Konzert zum runden Heinersdorfer Orgel-Jubiläum

Heinersdorf. Der 100 (moz) Geburtstag der Sauer-Orgel Opus 111 in der Heinersdorfer Kirche wird am Sonntag mit einem Konzert gewürdigt. Nach zehnjähriger Restaurierungsphase erklingt das Instrument in alter Schönheit.
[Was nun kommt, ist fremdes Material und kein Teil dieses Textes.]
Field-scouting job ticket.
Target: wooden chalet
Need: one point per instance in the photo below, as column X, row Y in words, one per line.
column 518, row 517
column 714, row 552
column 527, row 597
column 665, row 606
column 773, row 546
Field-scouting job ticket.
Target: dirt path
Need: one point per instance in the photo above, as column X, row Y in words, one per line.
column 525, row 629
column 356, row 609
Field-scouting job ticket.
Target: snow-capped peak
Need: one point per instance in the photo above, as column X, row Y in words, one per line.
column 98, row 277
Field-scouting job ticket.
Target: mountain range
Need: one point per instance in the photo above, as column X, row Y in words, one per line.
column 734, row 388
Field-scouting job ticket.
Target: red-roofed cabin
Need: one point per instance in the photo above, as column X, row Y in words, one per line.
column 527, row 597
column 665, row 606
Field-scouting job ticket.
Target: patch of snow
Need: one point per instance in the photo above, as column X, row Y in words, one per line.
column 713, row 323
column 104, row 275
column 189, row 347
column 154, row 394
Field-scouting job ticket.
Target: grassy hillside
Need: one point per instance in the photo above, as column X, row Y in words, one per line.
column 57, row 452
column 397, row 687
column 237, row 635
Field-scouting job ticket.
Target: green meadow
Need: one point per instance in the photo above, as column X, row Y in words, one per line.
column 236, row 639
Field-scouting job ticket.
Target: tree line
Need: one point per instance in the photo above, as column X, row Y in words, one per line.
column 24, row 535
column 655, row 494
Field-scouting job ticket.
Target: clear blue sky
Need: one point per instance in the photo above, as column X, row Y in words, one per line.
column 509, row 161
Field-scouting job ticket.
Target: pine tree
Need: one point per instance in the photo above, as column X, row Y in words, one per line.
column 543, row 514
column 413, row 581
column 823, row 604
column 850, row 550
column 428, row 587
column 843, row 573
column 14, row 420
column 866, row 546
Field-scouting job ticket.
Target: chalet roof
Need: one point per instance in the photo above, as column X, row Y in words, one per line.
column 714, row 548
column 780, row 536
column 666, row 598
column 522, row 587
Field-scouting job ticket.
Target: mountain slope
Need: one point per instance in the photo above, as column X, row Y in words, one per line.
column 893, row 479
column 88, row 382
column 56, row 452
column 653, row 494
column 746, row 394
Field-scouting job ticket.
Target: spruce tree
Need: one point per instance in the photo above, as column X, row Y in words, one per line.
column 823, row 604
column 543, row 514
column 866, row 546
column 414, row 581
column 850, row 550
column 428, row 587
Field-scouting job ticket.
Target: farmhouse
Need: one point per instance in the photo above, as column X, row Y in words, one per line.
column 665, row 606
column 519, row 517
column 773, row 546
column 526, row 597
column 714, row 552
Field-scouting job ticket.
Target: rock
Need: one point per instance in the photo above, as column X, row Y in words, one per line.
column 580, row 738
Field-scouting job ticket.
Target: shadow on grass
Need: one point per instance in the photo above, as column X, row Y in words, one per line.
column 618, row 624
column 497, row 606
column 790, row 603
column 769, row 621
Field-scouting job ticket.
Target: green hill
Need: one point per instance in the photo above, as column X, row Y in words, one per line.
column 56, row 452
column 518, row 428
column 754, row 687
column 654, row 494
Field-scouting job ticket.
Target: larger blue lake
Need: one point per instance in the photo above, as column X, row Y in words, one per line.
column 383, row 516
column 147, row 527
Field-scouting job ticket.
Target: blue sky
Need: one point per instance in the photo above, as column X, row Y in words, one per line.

Freuen sich: Pfarrerin Ruth Schönfeld, Hannelore Dörschmann, Hannegret Richter, Dr. Gabriele Breitenstein und Annegret Huth (v.l.) vor der restaurierten Heinersdorfer Orgel.
© Cornelia Link

1911 hatte die Frankfurter Orgelbau-Firma Sauer ihr 111. Instrument in der Heinersdorfer Kirche errichtet ausgestattet mit pneumatischer Kegellade, zwölf Registern verteilt auf zwei Manualen und einem Pedal und hunderten Pfeifen. Den als romantisch grundtönig betitelten Klang des Instrumentes hörte man im Dorf aber lange nicht mehr. "Nach Kriegsende war die Orgel in einem desolaten Zustand, nicht mehr bespielbar", sagt Dr. Gabriele Breitenstein. Seit 1979 lebt sie in Heinersdorf. "Musik kam immer vom Rekorder, ich habe das Instrument nie klingen gehört." Um die Restaurierung zu ermöglichen, gründete sich im Anfang 2001 der Verein Freundeskreis Sauer Orgel Opus 111 Heinersdorf. Breitenstein warb als Vorsitzende mit 15 Mitgliedern auf allen Ebenen um Geld, sammelte große und kleine Spenden und machte Arbeitseinsätze. Außerdem wurden jedes Jahr drei Konzerte veranstaltet. In mehreren Bauabschnitten wurde die Orgel durch Firma Sauer seither restauriert - und ist nun fertig.

Die Gesamtausgaben belaufen sich auf 72 500 Euro. Neben Fördergeld von der Unteren Denkmalschutzbehörde, der EKU und des Konsistoriums der evangelischen Kirche sowie Spenden aus der Partnergemeinde Altwied (bei Koblenz) in Höhe von 28 500 Euro gelang es dem Verein die restlichen 44 250 Euro aus Einzelspenden zusammen zu tragen. "Das Geld kam nicht nur von Kirchenmitgliedern, sondern auch von Menschen, die alte Traditionen im Dorf bewahren wollten", so Breitenstein und fügt an, sogar der Lionsclub Berlin-Brandenburger Tor habe jüngst 700 Euro gespendet. "Allen Unterstützern sind wir unendlich dankbar."

Mit einem Fest würdigt man die 100-jährige, wieder-erklingende Orgel an diesem Sonntag, um 14.30 Uhr in der Kirche. Nach einer kurzen Andacht lässt Fahrradkantor Martin Schulze an der Orgel mit musizierenden Kindern aus dem Vorwerk einige Instrumentalstücke verschiedener Jahrhunderte erklingen. Danach gibt es Kaffee und Kuchen im Raum des Freundeskreises. Spenden werden weiter gesammelt jetzt zur Sanierung von Kirche und Schloss. Darum will sich der Verein nun vorrangig kümmern mit vielen Aktionen, Veranstaltungen und Konzerten. Deshalb benennt sich der Freundeskreis in diesem Jahr auch noch um in Verein Denk-Mal-Kultur Heinersdorf.